Il est trop tôt pour le dire. A ce stade, plusieurs hypothèses sont possibles, toutes envisageables. Le scénario le plus brutal est évidemment celui d’un basculement dans la guerre civile. Une éventualité que personne ne souhaite, mais qui reste tout à fait probable si la logique de l’escalade persiste. L’autre idée est une intervention militaire. Si l’armée reste loyale à Nicolás Maduro, un tel scénario a moins de chances de se jouer. La troisième option évoquée par le Mexique et l’Uruguay consisterait à rétablir le dialogue entre le gouvernement et l’opposition, sans changement de régime. A ce stade, ce n’est pas l’idée dominante. Il y a aussi cette petite musique qu’on entend venir d’Europe (Espagne, Portugal, Pays Bas), celle qui propose la tenue de nouvelles élections. A ce niveau de tensions, cela n’est guère envisageable car avant d’organiser un nouveau scrutin, il faut un minimum de dialogue. Or, ni Maduro, ni Guaidó n’y sont prêts pour le moment. L’opposition ne souhaite pas le dialogue, elle veut l’élimination de Nicolás Maduro. Il ne faut pas sous-estimer l’influence du temps. Il peut agir en faveur de ce dernier car le chef de l’Etat se trouve face à une opposition qui a déjà abattu beaucoup de ses cartes.

De quels leviers disposent les pays étrangers pour accélérer le mouvement de destitution ?
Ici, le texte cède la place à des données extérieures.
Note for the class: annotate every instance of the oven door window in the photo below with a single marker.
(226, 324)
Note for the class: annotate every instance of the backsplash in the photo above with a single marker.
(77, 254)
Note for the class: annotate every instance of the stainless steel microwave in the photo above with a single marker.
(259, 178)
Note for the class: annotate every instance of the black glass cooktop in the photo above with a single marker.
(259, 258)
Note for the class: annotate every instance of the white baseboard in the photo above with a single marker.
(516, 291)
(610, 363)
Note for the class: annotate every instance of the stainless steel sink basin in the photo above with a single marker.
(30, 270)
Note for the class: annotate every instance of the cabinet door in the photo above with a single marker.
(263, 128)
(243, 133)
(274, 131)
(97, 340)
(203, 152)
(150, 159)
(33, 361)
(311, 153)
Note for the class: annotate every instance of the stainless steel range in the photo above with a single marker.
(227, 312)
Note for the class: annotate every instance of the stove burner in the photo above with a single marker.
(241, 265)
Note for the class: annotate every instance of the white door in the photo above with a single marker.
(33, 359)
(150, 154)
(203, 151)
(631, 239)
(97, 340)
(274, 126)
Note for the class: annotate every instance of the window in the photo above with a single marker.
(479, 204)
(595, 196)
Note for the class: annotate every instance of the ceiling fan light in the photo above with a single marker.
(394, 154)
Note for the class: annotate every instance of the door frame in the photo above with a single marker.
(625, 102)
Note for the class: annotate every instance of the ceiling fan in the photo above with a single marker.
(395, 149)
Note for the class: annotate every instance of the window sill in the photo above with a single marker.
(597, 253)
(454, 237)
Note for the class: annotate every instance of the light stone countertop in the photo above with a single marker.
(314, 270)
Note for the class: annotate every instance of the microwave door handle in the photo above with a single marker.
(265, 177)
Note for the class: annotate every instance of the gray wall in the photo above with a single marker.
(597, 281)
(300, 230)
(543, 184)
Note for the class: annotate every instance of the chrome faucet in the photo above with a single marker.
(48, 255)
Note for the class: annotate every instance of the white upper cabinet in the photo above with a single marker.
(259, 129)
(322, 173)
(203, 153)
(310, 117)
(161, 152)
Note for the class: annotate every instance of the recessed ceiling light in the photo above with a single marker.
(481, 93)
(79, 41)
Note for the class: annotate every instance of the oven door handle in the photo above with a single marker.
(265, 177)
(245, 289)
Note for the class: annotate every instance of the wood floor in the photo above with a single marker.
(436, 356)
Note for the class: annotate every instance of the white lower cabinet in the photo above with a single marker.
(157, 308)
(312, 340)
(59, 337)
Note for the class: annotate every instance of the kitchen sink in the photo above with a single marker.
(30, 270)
Les opposants au régime chaviste vont attendre de voir quel soutien la population leur accorde. Ce sera un premier test important qui permettra notamment aux pays qui soutiennent Juan Guaidó de mesurer sa capacité à mobiliser le peuple. Au-delà, on peut imaginer une opération de déstabilisation, mais là encore il faut le soutien de l’armée, ou du moins d’une partie d’entre elle. Ce qui est sûr, c’est que Donald Trump ne s’interdit rien. Quitte à être accusé d’ingérence dans les affaires intérieures du pays. C’est d’ailleurs l’argument mis en avant par Andrés Manuel López Obrador, le nouveau président du Mexique qui a pris ses distances avec les dernières orientations du Groupe de Lima.

Dans leur quête pour asseoir leur pouvoir, Maduro et Guaidó font-ils jeu égal ?

Le Venezuela est aujourd’hui un pays en rupture qui ne fonctionne plus de façon rationnelle. Il y avait jusqu’à présent deux pouvoirs législatifs – l’Assemblée nationale constituante et l’Assemblée nationale -, il y a maintenant deux présidents et donc deux pouvoirs exécutifs qui clament leur légitimité respective. Nicolás Maduro bénéficie du pouvoir de l’Etat, de celui de l’exécutif, de l’armée, de la police et des municipalités de sa majorité. Il a de solides bases sociales puisque les partisans du chavisme représentent une partie importante de la population. Ces derniers peuvent se montrer critiques mais ne veulent pas de l’opposition au pouvoir.
Juan Guaidó a pour lui de renouveler le visage de l’opposition. C’est très important car, pas plus tard que fin décembre, les dirigeants historiques étaient impopulaires, avec seulement 25 % d’avis favorables. Propulsé nouveau fer de lance de l’opposition, il incarne une ligne rénovée et s’appuie sur l’Assemblée nationale dont il est le président. Il a surtout le soutien de la communauté internationale en tête de laquelle Donald Trump. C’est son principal atout.